6. Dieu de bonté, que se passe-t-il dans l’homme pour qu’il ressente plus de joie du saint d’une âme désespérée et de sa délivrance d’un plus grand péril, que s’il eût toujours bien espéré d’elle, ou que le péril eût été moins grand ? Et vous aussi, Père des miséricordes, vous vous réjouissez plus d’un seul pénitent que de quatre-vingt-dix-neuf justes qui n’ont pas besoin de pénitence. Et nous, c’est avec une consolante émotion que nous apprenons que le bon pasteur rapporte sur ses épaules, à la joie des anges, la brebis égarée ; et que la drachme est rendue à votre trésor par la femme qui l’a retrouvée, et dont les voisines partagent le contentement. Et les solennelles réjouissances de votre maison font rouler des larmes dans les yeux qui ont lu que « votre Fils était mort, et qu’il est ressuscité, qu’il était perdu, et qu’il est retrouvé (Luc XV) » Vous vous réjouissez en nous et en vos anges, sanctifiés par votre charité sainte. Car vous, toujours le même, vous avez toujours la même connaissance de ce qui n’est, ni toujours, ni le même.

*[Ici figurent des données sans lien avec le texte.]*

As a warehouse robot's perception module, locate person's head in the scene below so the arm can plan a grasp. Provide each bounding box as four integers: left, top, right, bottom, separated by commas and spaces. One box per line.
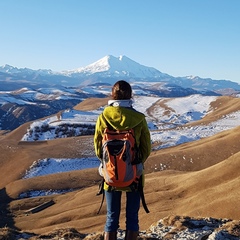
112, 80, 132, 100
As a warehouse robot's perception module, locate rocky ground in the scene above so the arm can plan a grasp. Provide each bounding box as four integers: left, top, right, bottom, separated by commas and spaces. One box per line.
0, 216, 240, 240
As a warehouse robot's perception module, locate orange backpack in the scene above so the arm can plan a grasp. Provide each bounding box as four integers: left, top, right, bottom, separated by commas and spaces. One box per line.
102, 127, 141, 187
97, 117, 149, 214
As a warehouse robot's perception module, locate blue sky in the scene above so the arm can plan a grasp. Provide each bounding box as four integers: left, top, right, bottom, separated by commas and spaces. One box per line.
0, 0, 240, 82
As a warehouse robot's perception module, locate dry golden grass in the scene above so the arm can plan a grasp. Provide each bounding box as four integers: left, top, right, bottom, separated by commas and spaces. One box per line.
0, 94, 240, 234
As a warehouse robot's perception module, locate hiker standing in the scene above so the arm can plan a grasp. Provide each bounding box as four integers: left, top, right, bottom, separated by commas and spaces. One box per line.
94, 80, 151, 240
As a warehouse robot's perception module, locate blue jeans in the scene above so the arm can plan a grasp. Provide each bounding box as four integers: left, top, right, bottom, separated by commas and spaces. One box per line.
104, 190, 140, 232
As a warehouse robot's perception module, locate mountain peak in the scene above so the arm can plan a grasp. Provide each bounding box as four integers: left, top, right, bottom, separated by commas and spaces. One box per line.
68, 55, 167, 78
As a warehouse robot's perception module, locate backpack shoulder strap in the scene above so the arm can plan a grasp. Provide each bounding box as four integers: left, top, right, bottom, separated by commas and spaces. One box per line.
138, 175, 150, 213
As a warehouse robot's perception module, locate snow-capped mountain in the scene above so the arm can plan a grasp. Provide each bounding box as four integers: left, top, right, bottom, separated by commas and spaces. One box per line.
62, 55, 171, 79
0, 55, 240, 95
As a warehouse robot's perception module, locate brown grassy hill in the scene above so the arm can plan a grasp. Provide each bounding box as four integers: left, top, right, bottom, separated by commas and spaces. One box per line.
0, 94, 240, 233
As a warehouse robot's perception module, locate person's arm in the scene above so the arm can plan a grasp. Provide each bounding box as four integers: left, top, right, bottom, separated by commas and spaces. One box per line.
94, 116, 102, 159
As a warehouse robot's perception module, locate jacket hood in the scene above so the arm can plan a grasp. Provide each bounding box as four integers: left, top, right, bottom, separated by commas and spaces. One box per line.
103, 104, 145, 130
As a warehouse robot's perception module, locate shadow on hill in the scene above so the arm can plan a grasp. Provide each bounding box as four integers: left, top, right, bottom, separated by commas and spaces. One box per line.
0, 188, 16, 229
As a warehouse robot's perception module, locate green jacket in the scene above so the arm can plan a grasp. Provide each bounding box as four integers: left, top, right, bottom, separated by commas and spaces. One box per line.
94, 106, 151, 163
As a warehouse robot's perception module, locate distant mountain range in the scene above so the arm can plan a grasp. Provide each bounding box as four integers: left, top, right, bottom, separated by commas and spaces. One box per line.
0, 55, 240, 130
0, 55, 240, 94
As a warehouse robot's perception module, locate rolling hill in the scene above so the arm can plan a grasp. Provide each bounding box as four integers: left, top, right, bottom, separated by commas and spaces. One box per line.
0, 94, 240, 236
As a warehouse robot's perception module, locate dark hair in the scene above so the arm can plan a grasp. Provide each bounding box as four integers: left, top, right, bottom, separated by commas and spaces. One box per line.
112, 80, 132, 100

7. Que se passe-t-il donc dans l’âme qui lui fait trouver plus de joie à la recouvrance qu’en la possession continuelle de ce qu’elle aime ? Tout l’atteste, tout est plein de témoignages qui nous crient : Il est ainsi. Un empereur victorieux triomphe, et il n’eût vaincu s’il n’eût combattu. Et plus a été grand le péril au combat, plus vive est l’allégresse dans le triomphe. Un vaisseau est battu de la tempête, le naufrage est imminent ; les matelots pâlissent aux portes de la mort : le ciel et la mer s’apaisent ; l’excès de la joie naît de l’excès de la crainte. Une personne aimée est malade, son pouls est de mauvais augure ; tous ceux qui désirent sa guérison sont malades de cœur : elle est sauvée, mais elle n’a pas encore recouvré ses forces pour marcher, et déjà c’est un bonheur tel qu’il n’en fut jamais lorsqu’elle jouissait de toute la vigueur de la santé.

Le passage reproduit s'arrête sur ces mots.